Can someone explain the actual mechanism behind the F-wave? Is it really different from a H-reflex response or does it just have another name for historical reasons? The H-reflex (Hoffmann's reflex) is a reflex motor response triggered by a afferent sensory nerve signals. As far as I could find, the literature describes the F-Wave as a motor response elicited by "backfiring" motor fibres that were antidromically activated by stimulation. It is unclear to me how such backfiring is coherent with the concepts of refractory periods and normal axonal signal transmission.
This is a great question, and I've had trouble finding any authoritative study; since F-waves are mostly used as a diagnostic tool it doesn't seem like they've been studied much at the mechanistic level. The only non-clinical usages seem to be in pharmacology experiments in intact organisms (in particular people) where people aren't going to be going in and doing whole-cell patch clamp in the spinal cord.
Balbi, P., Martinoia, S., & Massobrio, P. (2015). Axon-somatic back-propagation in detailed models of spinal alpha motoneurons. Frontiers in computational neuroscience, 9, 15.
has some relevant simulations, though they don't entire answer your question. However, I think their results are sufficient to make some good guesses. Without developing my own simulations, though, I'll have to mostly hand-wave after establishing some key facts.
Axons are small, so it doesn't take that many ions to depolarize a stretch of axon to threshold. The axon hillock has a lot of sodium channels to sort of 'jump-start' the action potential down the axon, but that's in a context where the rest of the soma is already depolarized.
In a back-propagating action potential, the ions flowing into small compartments eventually meet the soma: the soma is big, and so the number of ions needed to depolarize the soma to threshold is large (lots of capacitance in the membrane to charge): the axon hillock may not immediately bring the soma to threshold. This is called "impedance mismatch" and is also important at synapses (where axon terminals are bigger than the axons).
And so now for the hand-waving component... I can't say for certain which channels are involved, but it's possible that the antidromic action potential depolarizes the soma just a little bit, enough to open some voltage-gated channels but few enough that it takes some time for the rising phase to occur. Could involve other ions that aren't sodium, like calcium; could involve the proximal dendrites as well. Because of the different voltage sensitivities of different channels in different compartments, by the time the whole soma depolarizes sufficiently, the proximal part of the axon has had time to recover enough that it can spike again.
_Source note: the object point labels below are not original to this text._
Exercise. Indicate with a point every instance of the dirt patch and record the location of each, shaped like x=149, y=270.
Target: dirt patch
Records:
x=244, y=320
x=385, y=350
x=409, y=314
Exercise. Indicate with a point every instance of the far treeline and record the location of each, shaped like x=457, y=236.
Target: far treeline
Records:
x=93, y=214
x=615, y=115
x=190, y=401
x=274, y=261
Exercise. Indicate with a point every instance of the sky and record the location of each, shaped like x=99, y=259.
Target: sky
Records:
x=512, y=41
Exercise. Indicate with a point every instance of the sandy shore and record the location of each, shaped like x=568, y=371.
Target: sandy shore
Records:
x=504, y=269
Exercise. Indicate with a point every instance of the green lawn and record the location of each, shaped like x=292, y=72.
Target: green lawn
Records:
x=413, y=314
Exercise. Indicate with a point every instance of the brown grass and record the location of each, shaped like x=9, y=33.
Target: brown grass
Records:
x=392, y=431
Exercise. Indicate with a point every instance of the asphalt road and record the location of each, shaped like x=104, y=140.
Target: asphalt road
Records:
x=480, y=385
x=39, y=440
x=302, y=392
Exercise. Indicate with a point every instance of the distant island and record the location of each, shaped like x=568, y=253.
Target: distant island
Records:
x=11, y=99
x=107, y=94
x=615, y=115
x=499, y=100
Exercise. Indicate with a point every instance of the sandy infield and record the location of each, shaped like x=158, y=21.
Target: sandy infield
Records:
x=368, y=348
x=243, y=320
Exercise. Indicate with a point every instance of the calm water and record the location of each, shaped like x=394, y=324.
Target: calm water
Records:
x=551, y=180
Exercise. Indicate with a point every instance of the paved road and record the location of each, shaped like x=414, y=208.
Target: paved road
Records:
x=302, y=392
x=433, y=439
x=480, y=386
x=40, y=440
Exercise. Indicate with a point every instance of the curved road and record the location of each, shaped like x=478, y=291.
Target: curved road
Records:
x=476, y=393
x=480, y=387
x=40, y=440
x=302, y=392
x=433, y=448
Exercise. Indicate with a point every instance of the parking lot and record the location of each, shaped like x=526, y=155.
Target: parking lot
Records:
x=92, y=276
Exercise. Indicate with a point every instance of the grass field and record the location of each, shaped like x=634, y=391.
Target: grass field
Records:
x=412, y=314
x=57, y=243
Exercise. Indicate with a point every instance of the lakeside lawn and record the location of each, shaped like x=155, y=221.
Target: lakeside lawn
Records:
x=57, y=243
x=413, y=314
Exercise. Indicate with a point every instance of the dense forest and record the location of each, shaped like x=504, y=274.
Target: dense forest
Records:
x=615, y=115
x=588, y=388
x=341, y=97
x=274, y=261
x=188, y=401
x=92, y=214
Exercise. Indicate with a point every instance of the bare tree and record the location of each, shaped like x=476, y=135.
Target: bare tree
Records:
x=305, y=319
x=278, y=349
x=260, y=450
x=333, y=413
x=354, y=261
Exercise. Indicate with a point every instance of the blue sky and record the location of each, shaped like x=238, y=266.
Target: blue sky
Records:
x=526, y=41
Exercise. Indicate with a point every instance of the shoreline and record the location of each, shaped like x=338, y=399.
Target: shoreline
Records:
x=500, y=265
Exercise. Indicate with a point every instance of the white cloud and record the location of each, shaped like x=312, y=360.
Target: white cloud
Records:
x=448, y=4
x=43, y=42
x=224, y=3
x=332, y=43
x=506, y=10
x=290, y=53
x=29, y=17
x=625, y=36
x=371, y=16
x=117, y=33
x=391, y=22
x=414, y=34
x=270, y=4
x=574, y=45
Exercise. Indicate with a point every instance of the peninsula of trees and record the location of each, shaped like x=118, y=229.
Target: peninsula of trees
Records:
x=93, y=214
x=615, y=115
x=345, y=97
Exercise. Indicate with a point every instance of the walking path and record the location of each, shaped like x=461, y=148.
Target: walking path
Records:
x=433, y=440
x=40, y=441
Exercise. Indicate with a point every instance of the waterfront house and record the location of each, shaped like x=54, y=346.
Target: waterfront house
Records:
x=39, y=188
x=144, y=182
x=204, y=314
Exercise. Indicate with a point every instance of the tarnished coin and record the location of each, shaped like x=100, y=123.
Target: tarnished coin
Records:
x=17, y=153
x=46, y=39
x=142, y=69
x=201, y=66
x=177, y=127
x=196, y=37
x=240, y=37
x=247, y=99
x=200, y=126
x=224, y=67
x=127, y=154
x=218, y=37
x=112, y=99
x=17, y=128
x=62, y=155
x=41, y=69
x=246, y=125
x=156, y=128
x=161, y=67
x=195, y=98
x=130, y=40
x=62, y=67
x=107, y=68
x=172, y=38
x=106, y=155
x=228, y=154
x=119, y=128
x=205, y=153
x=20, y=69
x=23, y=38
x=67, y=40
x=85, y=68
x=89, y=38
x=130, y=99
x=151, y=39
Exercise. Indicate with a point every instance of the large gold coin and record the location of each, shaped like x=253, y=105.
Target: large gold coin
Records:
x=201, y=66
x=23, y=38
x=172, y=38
One other piece of evidence in support of this mechanism is that the number of cells that fire an orthodromic spike in the F-wave after the antidromic spike is few and variable - that is, it's a small fraction and that fraction varies from pulse to pulse. That seems to suggest that the specific conditions of the soma and nearby processes matters, so there must be a fairly narrow range of parameters that allows an orthodromic spike to follow.
H-reflex is a reflectory reaction of muscles triggered by stimulation of sensory (afferent) nerve fibres type Ia. Stimulation should have short duration and small amplitude.
When stimulation is supra-maximal, we can observe antidromic action potential through the motor (efferent) nerve fibres ($\alpha$). This is F-wave.